By Shirley Shuman
Fifty-five Braxton County Middle School students from all three grades competed in the school’s recent revival of the Geography Bee. Director Alicia McPherson explained that the Geography Bee had been held for six years before the pandemic, and she thought it was time to bring it back. “Formerly, we registered with the National Geography Bee on their website, and they sent us a list of questions,” she said. “Our school winner took a test, and if he or she qualified, then that person went to the West Virginia Bee. The winner at state level competed in the national event.”
That procedure was not possible this year, however, because when McPherson went online to register BCMS, she discovered there is no longer a National Geography Bee. Therefore, she faced the problem of producing enough questions for the initial elimination rounds, the competition among the 10 finalists, and the final competition between the top two finalists. The director explained that they used questions used from past Geography Bees and added questions of their own.

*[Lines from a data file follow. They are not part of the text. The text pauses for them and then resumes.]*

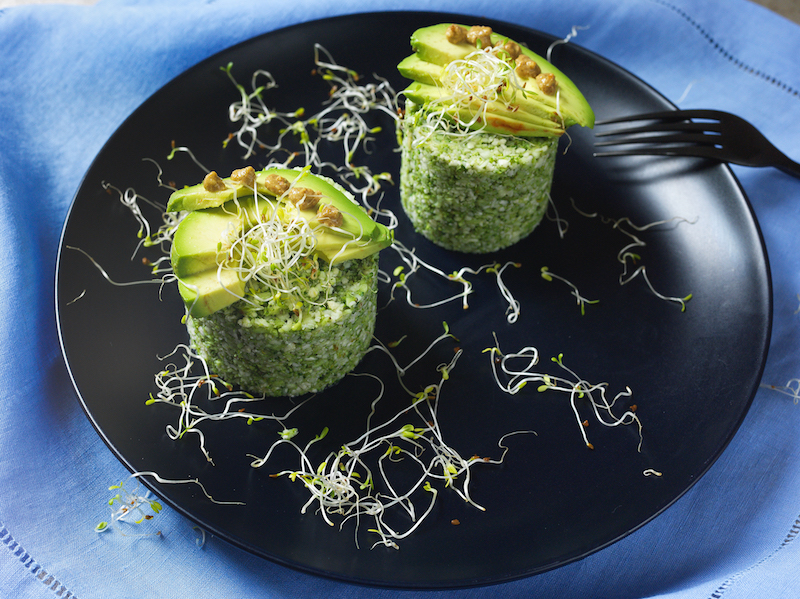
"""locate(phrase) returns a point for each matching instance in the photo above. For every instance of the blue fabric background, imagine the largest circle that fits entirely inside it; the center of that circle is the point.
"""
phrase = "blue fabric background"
(70, 75)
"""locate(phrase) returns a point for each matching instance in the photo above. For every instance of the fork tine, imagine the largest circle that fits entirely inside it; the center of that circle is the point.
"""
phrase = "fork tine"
(662, 126)
(668, 115)
(693, 138)
(698, 151)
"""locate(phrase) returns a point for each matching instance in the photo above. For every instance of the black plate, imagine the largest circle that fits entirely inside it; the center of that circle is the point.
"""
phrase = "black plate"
(693, 373)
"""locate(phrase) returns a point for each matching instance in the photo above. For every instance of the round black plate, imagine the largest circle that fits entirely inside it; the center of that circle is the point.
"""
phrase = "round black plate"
(693, 373)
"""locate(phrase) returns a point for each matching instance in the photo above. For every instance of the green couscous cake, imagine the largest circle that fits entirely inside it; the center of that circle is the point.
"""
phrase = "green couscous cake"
(479, 136)
(276, 349)
(278, 271)
(477, 193)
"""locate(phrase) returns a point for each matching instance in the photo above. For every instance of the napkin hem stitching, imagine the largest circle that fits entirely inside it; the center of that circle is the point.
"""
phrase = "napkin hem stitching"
(34, 568)
(790, 536)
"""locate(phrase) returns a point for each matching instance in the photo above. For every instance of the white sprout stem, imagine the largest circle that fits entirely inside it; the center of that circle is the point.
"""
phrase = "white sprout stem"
(578, 388)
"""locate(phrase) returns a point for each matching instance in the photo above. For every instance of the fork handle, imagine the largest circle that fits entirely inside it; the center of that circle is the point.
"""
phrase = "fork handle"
(788, 166)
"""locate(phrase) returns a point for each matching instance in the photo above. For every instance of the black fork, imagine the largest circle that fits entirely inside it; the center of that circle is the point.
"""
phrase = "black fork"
(710, 134)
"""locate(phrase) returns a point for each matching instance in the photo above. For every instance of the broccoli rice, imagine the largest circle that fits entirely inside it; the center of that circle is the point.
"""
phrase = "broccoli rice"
(281, 346)
(476, 192)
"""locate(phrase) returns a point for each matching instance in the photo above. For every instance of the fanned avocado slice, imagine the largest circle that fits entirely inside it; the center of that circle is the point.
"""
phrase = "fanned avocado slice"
(562, 105)
(200, 241)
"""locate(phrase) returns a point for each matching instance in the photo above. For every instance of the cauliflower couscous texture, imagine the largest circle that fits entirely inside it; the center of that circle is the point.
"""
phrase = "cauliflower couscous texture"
(474, 193)
(278, 347)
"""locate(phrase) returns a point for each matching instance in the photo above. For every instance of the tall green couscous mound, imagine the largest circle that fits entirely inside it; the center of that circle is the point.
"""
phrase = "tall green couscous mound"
(278, 272)
(479, 136)
(275, 349)
(477, 194)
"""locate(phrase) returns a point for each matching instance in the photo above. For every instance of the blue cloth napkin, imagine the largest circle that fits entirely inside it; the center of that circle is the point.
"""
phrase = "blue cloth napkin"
(70, 75)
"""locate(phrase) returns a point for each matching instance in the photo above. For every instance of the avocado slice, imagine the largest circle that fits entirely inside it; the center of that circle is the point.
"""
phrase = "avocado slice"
(433, 51)
(195, 244)
(195, 253)
(207, 291)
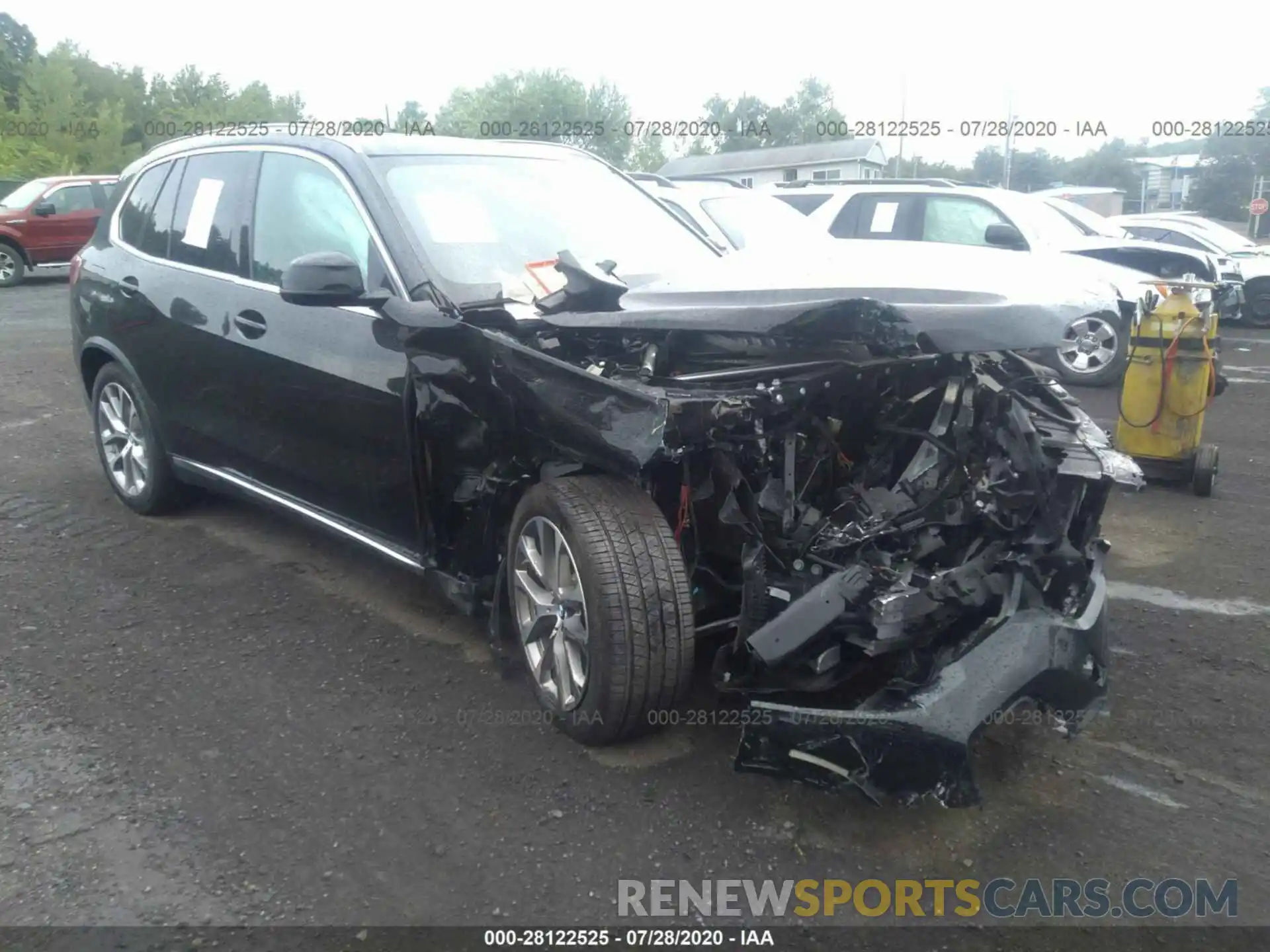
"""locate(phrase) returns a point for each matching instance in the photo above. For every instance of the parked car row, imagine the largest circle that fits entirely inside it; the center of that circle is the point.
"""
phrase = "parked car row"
(44, 222)
(826, 475)
(1072, 245)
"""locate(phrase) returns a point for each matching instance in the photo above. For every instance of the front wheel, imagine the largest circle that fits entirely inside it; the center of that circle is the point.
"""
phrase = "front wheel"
(603, 607)
(12, 267)
(130, 447)
(1256, 303)
(1094, 352)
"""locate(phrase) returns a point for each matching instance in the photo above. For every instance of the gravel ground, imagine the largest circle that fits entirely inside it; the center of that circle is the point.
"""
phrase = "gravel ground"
(225, 717)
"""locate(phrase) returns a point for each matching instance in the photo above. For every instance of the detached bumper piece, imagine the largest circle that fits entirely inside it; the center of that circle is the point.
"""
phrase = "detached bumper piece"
(916, 743)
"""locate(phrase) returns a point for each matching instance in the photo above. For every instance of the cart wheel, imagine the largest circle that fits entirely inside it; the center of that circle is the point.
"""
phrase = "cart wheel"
(1206, 470)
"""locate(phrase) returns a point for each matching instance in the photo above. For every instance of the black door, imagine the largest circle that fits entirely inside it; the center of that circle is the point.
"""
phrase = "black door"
(149, 305)
(189, 266)
(319, 412)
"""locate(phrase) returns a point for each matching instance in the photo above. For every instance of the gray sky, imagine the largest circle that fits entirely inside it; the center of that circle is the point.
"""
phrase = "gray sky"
(1096, 63)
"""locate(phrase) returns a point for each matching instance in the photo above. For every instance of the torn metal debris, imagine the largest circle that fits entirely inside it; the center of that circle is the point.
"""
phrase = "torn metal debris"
(888, 539)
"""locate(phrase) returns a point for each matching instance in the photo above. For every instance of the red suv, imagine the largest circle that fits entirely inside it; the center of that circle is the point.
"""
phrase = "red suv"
(46, 221)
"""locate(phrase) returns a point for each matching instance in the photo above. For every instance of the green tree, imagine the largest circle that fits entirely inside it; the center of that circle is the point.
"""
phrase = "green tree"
(808, 116)
(412, 118)
(17, 48)
(648, 155)
(541, 104)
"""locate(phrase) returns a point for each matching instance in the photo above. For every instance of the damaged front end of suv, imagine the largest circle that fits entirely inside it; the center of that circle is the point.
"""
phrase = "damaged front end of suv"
(889, 534)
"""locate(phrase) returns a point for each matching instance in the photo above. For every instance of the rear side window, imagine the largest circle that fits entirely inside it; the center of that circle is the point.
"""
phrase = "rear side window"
(302, 207)
(804, 204)
(107, 192)
(138, 208)
(210, 222)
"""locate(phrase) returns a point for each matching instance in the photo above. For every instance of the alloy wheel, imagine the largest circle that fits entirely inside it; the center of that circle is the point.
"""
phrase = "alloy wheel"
(1089, 346)
(124, 440)
(552, 614)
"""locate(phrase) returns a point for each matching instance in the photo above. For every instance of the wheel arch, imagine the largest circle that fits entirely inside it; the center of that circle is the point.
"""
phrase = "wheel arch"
(8, 238)
(1253, 287)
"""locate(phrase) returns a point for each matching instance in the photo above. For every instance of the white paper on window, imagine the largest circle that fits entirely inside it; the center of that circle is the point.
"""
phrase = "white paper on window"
(202, 212)
(884, 218)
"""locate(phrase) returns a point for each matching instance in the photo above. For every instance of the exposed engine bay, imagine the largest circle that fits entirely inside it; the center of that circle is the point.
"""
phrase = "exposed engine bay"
(886, 543)
(912, 499)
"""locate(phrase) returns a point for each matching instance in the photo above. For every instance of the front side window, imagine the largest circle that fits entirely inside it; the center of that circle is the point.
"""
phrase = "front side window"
(73, 198)
(212, 208)
(749, 220)
(804, 202)
(302, 207)
(23, 196)
(1176, 238)
(958, 221)
(482, 219)
(683, 215)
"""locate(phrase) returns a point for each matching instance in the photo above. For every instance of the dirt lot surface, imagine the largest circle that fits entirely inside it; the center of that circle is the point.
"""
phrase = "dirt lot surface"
(226, 717)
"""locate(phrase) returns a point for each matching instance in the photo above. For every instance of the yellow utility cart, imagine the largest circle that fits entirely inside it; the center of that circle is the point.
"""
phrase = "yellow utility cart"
(1170, 382)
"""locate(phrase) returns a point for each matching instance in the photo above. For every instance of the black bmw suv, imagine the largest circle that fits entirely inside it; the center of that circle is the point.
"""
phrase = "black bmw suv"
(508, 368)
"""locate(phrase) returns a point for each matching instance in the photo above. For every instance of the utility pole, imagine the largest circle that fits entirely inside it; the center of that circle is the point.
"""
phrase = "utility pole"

Eighth-grader Alexis Herndon won this year’s Geography Bee. Runner up was Brynnley Lusby. Herndon entered the bee, she said, because she “thought it would be fun,” and she found it to be just that. Asked how many rounds she competed in, she said, “seven and the final 12 including finals.” Questioned about the most difficult round, she responded, “I’d say the round where we just named the country.” In that round, she explained, students were given geographical information about a country and asked to name the country. Herndon enjoyed competing in the bee, she said, “because I thought it was a nice experience to do something like that involving all grade levels.” As the winner, she received a wooden trophy in the shape of a world globe made by the middle school’s CTE class.

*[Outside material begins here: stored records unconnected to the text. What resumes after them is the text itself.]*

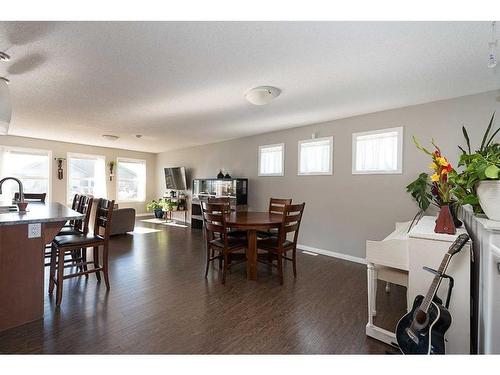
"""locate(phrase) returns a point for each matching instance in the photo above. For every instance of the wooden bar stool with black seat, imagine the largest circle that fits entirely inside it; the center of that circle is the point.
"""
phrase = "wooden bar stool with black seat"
(32, 197)
(279, 246)
(67, 243)
(80, 204)
(219, 244)
(276, 206)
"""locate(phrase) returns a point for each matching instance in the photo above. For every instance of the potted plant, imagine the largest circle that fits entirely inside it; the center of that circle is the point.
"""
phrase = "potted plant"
(156, 207)
(175, 205)
(478, 183)
(168, 205)
(436, 189)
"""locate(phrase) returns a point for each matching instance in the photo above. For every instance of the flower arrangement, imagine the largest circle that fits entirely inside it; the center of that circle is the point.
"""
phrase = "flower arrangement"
(440, 186)
(438, 190)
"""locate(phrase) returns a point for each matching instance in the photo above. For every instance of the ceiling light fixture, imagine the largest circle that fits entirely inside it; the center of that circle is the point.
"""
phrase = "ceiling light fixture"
(492, 60)
(262, 95)
(110, 137)
(5, 107)
(4, 56)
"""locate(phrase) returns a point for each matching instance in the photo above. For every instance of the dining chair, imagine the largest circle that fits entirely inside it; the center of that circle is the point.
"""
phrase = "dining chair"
(32, 197)
(227, 204)
(220, 245)
(276, 206)
(67, 243)
(81, 204)
(279, 246)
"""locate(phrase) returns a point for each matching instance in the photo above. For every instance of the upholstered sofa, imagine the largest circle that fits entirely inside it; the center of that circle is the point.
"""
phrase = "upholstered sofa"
(123, 221)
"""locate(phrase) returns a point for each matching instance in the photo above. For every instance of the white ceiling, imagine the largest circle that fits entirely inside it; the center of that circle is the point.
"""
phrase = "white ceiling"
(183, 83)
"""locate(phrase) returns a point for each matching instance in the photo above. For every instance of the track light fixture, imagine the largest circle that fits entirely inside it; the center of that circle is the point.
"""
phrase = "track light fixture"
(492, 60)
(4, 56)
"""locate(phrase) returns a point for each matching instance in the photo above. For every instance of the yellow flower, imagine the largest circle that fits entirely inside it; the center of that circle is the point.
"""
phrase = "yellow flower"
(442, 161)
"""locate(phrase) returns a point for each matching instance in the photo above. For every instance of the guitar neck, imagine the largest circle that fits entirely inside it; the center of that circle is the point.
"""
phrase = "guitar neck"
(435, 283)
(457, 245)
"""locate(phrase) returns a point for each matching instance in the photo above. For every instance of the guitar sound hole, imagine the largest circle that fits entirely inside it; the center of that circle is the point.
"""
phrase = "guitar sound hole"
(420, 317)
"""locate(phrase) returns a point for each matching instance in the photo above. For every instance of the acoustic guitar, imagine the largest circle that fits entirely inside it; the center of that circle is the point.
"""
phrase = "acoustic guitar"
(422, 330)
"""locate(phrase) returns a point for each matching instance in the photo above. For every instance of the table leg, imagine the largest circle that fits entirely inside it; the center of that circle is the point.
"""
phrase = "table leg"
(252, 255)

Director McPherson explained some of the procedures Herndon mentioned. She said that competing students were divided into two groups, and each group had the same questions. Everything was done orally, she noted. It took seven rounds of questioning to narrow the 55 participants down to 10 finalists. For the 10 finalists, those running the bee used a different set of questions. Each finalist received the same question and had to write the answer on a whiteboard. Those who answered correctly remained in competition which continued until only two remained. Those two, Herndon and Lusby, received three questions, and the winner was whoever answered two correctly.
The BCMS Geography Bee was obviously a success, and McPherson hopes to see it continued next year.